In a simple linear system with feedback (figure 1), the closed-loop transfer function $H(s)$ can be written as
$$
H(s)=\frac{X_o(s)}{X_i(s)} = \frac{G(s)}{1+G(s)F(s)}
$$
by solving the equations
$$
\begin{align}
X_o(s)&=G(s)X_e\\
X_e(s)&=X_i(s)-X_f(s)\\
X_f(s)&=X_o(s)F(s)
\end{align}
$$
with respect to $X_o(s)$ and dividing with $X_i(s)$ on both sides as the last step. (Substitute $X_f(s)$ in the second equation by the third equation, and then substitute $X_e(s)$ in the first equation by the second equation).
Closed-loop system in the $s$-domain
It is then possible to compute the impulse response $h(t)$ and the unit step response $h_u(t)$ by the inverse Laplace transform:
$$
\begin{align}
h(t) &= \mathcal{L}^{-1}\{H(s)\}\\
h_u(t) &= \mathcal{L}^{-1}\left\{\frac{1}{s} H(s)\right\}
\end{align}
$$
I would like to do the same in the time domain (figure 2). Suppose $g(t)$ and $f(t)$ are known impulse responses for the transfer functions $G(s)$ and $F(s)$ respectively, I want to get an expression for $h(t)$ (the impulse response of the closed-loop transfer function $H(s)$) without going to the $s$-domain and back to the $t$-domain.

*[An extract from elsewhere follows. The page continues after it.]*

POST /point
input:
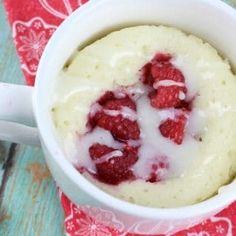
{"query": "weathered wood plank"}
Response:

Closed-loop system in the time domain
I suppose one could do that by the convolution theorem
$$
\mathcal{L}^{-1}\{F(s)G(s)\} = f(t) * g(t)
$$
but I have trouble writing an expression for $h(t)$ in terms of $f(t)$, $g(t)$ and the convolution operator:
$$
h(t) = \mathcal{L}^{-1}\left\{\frac{G(s)}{1+G(s)F(s)} \right\} = \ldots ?
$$
I have found no book or website explaining how to do this so I guess it is not possible? If that is true, I would like to know why. Also I am unsure if $h(t)=x_o(t)/x_i(t)$. Actually I am a bit confused by the Laplace transform in general.
Thanks in advance 🙂
Best Answer
First of all, the impulse response is definitely not equal to $x_o(t)/x_i(t)$. In the time domain, the output signal $x_o(t)$ can be expressed by an integral equation. With
$$x_e(t)=x_i(t)-(x_o\star f)(t)\tag{1}$$
the output signal is given by
$$x_o(t)=(x_e\star g)(t)=(x_i\star g)(t)-(x_o\star f\star g)(t)\tag{2}$$
where $\star$ denotes convolution. With $a(t)=(f\star g)(t)$, Eq. $(2)$ can be written as
$$x_o(t)+\int_{-\infty}^{\infty}x_o(\tau)a(t-\tau)d\tau=\int_{-\infty}^{\infty}x_i(\tau)g(t-\tau)d\tau\tag{3}$$
An integral equation for the impulse response $h(t)$ is obtained from $(3)$ for $x_i(t)=\delta(t)$:
$$h(t)+\int_{-\infty}^{\infty}h(\tau)a(t-\tau)d\tau=g(t)\tag{4}$$
However, in the time domain there is generally no way to get an explicit expression for $h(t)$ (or $x_o(t)$ in general), that's why the Laplace transform is so useful because it transforms integral or differential equations into algebraic ones.